お世辞でなく、そう思っているのだろう。テキストを片手に微笑むバーナビーの横顔に愛しさを感じながら、虎徹は髭の形をなぞった。少しずつ、ランキングも上昇している。人気投票で最下位を取ることもなくなった。全てはバーナビーあってのことだ。こんなにも相性のいい相手と巡り会えたことに、運命以外の言葉を宛がうことは難しい。

「なあ、2人とも無事に受かったらさ、寿司でもとってうちで祝賀会やらねえか」
「僕は当然受かりますから、虎徹さんの頑張り次第ですね」
「だっ!自分で言うなよ」
「冗談ですよ。……祝賀会、楽しみにしています」
「ん。俺も」

途絶えた会話を補うように、唇と唇が重なる。ほんのりと赤く染まった頬に頬を擦り寄せながら、虎徹は両手でゆっくりと、バーナビーの身体をソファへと押し倒した。

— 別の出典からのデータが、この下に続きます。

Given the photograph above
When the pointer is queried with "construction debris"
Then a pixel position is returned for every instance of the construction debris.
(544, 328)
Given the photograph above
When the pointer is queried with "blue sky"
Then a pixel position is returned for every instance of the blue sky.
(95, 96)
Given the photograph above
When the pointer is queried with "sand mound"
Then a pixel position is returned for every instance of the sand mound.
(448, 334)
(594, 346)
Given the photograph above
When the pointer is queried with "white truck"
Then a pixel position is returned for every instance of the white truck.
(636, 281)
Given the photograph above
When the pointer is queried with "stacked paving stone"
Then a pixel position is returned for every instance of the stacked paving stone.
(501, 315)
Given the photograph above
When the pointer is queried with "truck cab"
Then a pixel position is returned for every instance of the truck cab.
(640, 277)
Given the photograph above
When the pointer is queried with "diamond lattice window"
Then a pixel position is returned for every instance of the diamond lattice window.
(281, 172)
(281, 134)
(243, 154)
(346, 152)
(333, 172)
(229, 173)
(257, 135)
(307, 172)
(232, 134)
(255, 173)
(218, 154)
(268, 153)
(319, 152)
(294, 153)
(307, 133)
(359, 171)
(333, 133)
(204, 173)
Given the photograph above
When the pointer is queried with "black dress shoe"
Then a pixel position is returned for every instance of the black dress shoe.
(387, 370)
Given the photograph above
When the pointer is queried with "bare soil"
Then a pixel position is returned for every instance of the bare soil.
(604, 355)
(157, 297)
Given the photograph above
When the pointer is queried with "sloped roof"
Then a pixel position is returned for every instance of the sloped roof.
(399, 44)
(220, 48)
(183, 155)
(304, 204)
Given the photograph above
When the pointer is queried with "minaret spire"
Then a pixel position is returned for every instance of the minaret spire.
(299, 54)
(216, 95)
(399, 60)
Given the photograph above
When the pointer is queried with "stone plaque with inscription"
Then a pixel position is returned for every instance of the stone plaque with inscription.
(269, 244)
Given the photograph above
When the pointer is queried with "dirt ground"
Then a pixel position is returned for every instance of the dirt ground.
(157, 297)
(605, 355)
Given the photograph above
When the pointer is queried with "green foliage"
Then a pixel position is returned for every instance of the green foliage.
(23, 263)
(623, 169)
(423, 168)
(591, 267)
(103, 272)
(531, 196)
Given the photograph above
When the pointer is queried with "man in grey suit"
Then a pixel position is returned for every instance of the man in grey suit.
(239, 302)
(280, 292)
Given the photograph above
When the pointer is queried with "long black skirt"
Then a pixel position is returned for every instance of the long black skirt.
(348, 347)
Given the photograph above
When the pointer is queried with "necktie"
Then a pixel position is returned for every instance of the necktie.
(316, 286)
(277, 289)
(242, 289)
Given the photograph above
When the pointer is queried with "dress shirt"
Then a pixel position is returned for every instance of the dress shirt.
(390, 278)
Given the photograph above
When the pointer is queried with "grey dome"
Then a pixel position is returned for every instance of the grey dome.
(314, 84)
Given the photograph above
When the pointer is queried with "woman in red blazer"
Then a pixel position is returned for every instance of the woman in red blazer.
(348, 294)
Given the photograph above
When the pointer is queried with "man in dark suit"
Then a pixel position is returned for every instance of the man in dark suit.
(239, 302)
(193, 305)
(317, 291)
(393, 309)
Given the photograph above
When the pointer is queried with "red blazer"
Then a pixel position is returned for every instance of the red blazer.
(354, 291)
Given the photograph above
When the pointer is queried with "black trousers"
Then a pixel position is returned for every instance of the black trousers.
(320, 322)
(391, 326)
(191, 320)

【ワイルドタイガーの成績が緩やかに上昇しはじめたのは、アポロンメディアに移籍してバーナビーと共に活動し始めた時期と、寸分違わず重なっている】



折り重なるようにして眠りに付いた2人は、携帯電話のアラームで飛び起きて顔色を青くした。一夜漬けをする筈が、互いの身体に浸りきって朝を迎えてしまうとは――青臭いにも程がある。

「行くぞ、バニー!」
「はい!……あっ、待って下さい、虎徹さん」

右手にゴミ袋、左手にテキストを持ち、玄関扉を押し開けた虎徹の耳にふと呼び留める声が届いた。振り返ると、バーナビーがあの"開かない窓"に手を掛けて何かを指差している。サッシの隙間に挟まった"それ"は、6年前に虎徹が買った、妻に渡すつもりの櫛だった。酔って帰ってきて置きっぱなしにしてそのまま忘れて。窓を開けようとした際に落ちて死角となる位置に引っ掛かっていたのだろう。――窓から目を逸らしていた虎徹には、絶対に見つけられなかったものだ。クレセント錠に指を掛け、そろそろと窓を押し開けると、夏の朝風が部屋に舞い込んで、2人の髪を悪戯に揺らした。

「いい風ですね」
「ああ……ああ、そうだな」

乱れた金色の髪に櫛を通して、軽く唇を重ねて、手を繋いで扉を潜る。いい風だ。涙が出るほど清々しい風だ。虎徹は唇を噛み締めると、2人分の気持ちが詰まった櫛を左の胸ポケットに入れて、繋いだ手にぎゅっと力を込めた。